Le jeudi 23 mai, vers 6 heures du matin, trompé par la brume, un avion français capote en atterrissant sur la plage de Mers. Le pilote est indemne ; un de ses compagnons que nous conduisons à l'hôpital du Tréport, assez sérieusement blessé, reçoit les soins du docteur PEPIN. (1)

***

Depuis plusieurs jours déjà, les services de l'eau, du gaz et de l'électricité sont interrompus au Tréport, à Mers, à Eu, à Gamaches et dans la région : ce qui ajoute encore aux difficultés de la vie économique et rend impossible le fonctionnement de certaines industries.
Pour ma part, je suis désolé de ne pouvoir continuer à éditer normalement mes hebdomadaires, dont la parution eût été, je le sais, particulièrement bien accueillie par un public avide de nouvelles, et qui n'en recevait presque plus. Cependant, mes journaux parurent deux fois, entièrement écrits à la main et recopiés par des personnes de bonne volonté. Je les soumis à la censure de M. FLEURY-COQUERELLE, agréé et conseiller municipal à Eu. La première fois, mon tirage atteignit... 5 exemplaires (1 Bresle et Vimeuse, qui fut affiché à Gamaches) ; 1 Eclaireur du Vimeu pour Ault ; 3 Echo d'Eu-Tréport-Mers pour... Eu, Le Tréport et Mers) ; la seconde fois, sensible augmentation de ce tirage, qui est de... 12 exemplaires !

***

Quant aux communiqués officiels, seuls pouvaient les apporter les postes de T.S.F. à galènes ; de plusieurs communes de la région, on allait les chercher à Eu, dans une maison où diverse notabilités se trouvaient réunies à 8 heures du matin, 1 h. 30 de l'après-midi et 7 h. 30 du soir.

***

Sur ces entrefaites, arrive, le 22 ou le 23, la première vague des motorisés allemands, première incursion dont parle le communiqué. Chenillettes blindées et motocyclettes, nous dit-on, avaient franchi le pont de Saint-Valéry, venant de Noyelles-sur-Mer, et, par les chemins et routes, par les champs plus simplement - la sécheresse favorisant ce genre d'équipée, - elles se répandent dans toute la région à l'Ouest et au Sud d'Abbeville. Bien des détails nous manquent encore à ce sujet. Ce que nous savons, c'est que beaucoup de communes reçurent leur visite, y compris Mers, Oust-Marest, Gamaches, par conséquent, le bord de la Bresle, sans oublier Ault, où elles vinrent quelques jours de suite.
Nous ne pouvons insister, sinon pour dire que, à partir de ce moment, le Pont Tournant du Tréport demeura ouvert...

***

Le samedi 25 mai, des bombes tombent sur Gamaches, non loin de la Grand' Place et de l'Imprimerie. Une femme est tuée. La filature ne forme plus qu'un immense brasier. Le même jour, des bombes tombent à Eu, dans le quartier du passage à niveau.
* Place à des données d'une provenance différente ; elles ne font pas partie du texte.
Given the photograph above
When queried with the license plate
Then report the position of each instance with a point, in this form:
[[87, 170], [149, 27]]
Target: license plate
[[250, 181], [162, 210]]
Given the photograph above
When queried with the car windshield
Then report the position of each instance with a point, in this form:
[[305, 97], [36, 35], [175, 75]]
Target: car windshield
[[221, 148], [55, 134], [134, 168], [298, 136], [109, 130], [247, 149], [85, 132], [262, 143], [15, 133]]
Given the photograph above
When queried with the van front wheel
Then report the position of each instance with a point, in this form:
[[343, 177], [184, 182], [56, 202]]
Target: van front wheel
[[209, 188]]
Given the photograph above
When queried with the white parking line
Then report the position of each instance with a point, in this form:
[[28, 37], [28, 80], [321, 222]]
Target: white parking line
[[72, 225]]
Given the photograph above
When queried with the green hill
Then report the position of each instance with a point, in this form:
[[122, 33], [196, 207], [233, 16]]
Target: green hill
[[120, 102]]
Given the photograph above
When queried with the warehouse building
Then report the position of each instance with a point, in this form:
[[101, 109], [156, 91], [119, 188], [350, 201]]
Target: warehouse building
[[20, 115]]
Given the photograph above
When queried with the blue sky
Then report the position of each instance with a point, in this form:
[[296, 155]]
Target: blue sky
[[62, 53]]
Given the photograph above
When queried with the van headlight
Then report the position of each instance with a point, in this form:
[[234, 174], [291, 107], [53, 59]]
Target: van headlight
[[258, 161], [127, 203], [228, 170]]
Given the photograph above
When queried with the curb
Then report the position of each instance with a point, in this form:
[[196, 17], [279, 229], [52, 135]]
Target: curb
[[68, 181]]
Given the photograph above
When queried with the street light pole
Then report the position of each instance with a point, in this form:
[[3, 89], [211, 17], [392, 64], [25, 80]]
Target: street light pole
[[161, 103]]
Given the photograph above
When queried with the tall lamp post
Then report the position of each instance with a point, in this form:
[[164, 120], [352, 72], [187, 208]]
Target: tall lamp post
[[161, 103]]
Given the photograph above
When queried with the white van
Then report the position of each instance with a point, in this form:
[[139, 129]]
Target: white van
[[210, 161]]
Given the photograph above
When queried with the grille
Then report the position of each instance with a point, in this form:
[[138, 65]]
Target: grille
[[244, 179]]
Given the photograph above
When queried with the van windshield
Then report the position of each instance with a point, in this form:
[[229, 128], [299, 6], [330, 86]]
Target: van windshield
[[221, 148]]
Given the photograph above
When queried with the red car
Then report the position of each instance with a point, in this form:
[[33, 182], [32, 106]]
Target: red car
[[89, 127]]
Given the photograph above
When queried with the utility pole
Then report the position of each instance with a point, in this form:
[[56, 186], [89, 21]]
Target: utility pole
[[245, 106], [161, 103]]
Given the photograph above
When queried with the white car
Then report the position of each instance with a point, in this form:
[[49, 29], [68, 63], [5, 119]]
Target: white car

Une dizaine de maisons brûlent, notamment la Verrerie LAMBERT-DAVERDOINGT et la confiserie TOUTVOYE ; mais il n'y a pas de victimes. Les pompiers viennent à bout de ces sinistres.

***

Les jours qui suivent sont beaucoup plus calmes. Cependant, le canon ne cesse de tonner, et les avions font entendre fréquemment leur ronronnement qui agace.
Beaucoup d'habitants sont rentrés à Feuquières, à Friville-Escarbotin, à Fressenneville. Visiblement, la vie reprend ; seules quelques denrées manquent particulièrement ; les champs reçoivent les soins habituels de la saison. Mais la fermeture de la plupart des usines métallurgiques laisse de grands vides. Généralement, les administrateurs sont demeurés à leur poste. Plusieurs maires réquisitionnent, dans les maisons de commerce fermées, les marchandises nécessaires à leurs administrés.
Le gaz fonctionne de nouveau au Tréport, à Eu et à Mers, où l'électricité et l'eau sont également rendues.
Cependant, on a de mauvaises nouvelles de Dieppe, dont nombre de grands immeubles, le quartier du Pollet, la Chambre de Commerce, la Sous-Préfecture, le Port ont énormément souffert.
- Le 30 mai ont lieu, à Ault, les obsèques de Mme BREHANNET, veuve de l'ancien adjoint au maire, ancien instituteur, qui a laissé le souvenir le plus vivace dans le cœur de ses concitoyens.
- Le même jour, je rencontre à Eu M. DUCROCQ, instituteur à Pendé, qui a pris en mains l'administration de la commune. Il y a eu, à quelques kilomètres de cette localité, une escarmouche assez vive. Le maire d'Estrébœuf a été légèrement blessé d'un éclat d'obus.
-Le même jour encore, des bombes d'avion tombent à Eu sur la maison SAUMONT, et à Mers près du hameau de Froideville. Il n'y a pas de victimes.
- Beaucoup de cheminots du dépôt du Tréport sont revenus, et les michelines ont été mises à la disposition du public.

***


à suivre ...

Le Progrès de la Somme, numéro 22160, 30 juin - 17 juillet 1940 259PER292 Archives de la Somme



(1) Simple hypothèse - Il pourrait s'agir d'un Potez 631, de l' E.C.N. 3/13 (Escadrille de Chasse de Nuit). A la date du 10 Mai 1940, l'ECN III/13 est rattaché au Groupement de Chasse de Nuit de la ZOAN (Zone d'Opérations Aériennes Nord).
Lors d'une mission de couverture, ce jeudi 23 mai 1940, l'appareil est abattu par méprise par un Bloch 152, probablement victime de la ressemblance du Potez avec le Me 110 Allemand. L'appareil se pose sur le ventre. Equipage : le Sergent-chef COLLINOT (très grièvement blessé) et l'adjudant-chef LEPAGE (mitrailleur) moins sérieusement blessé voire indemne. Voir Paul Martin - Invisibles Vainqueurs.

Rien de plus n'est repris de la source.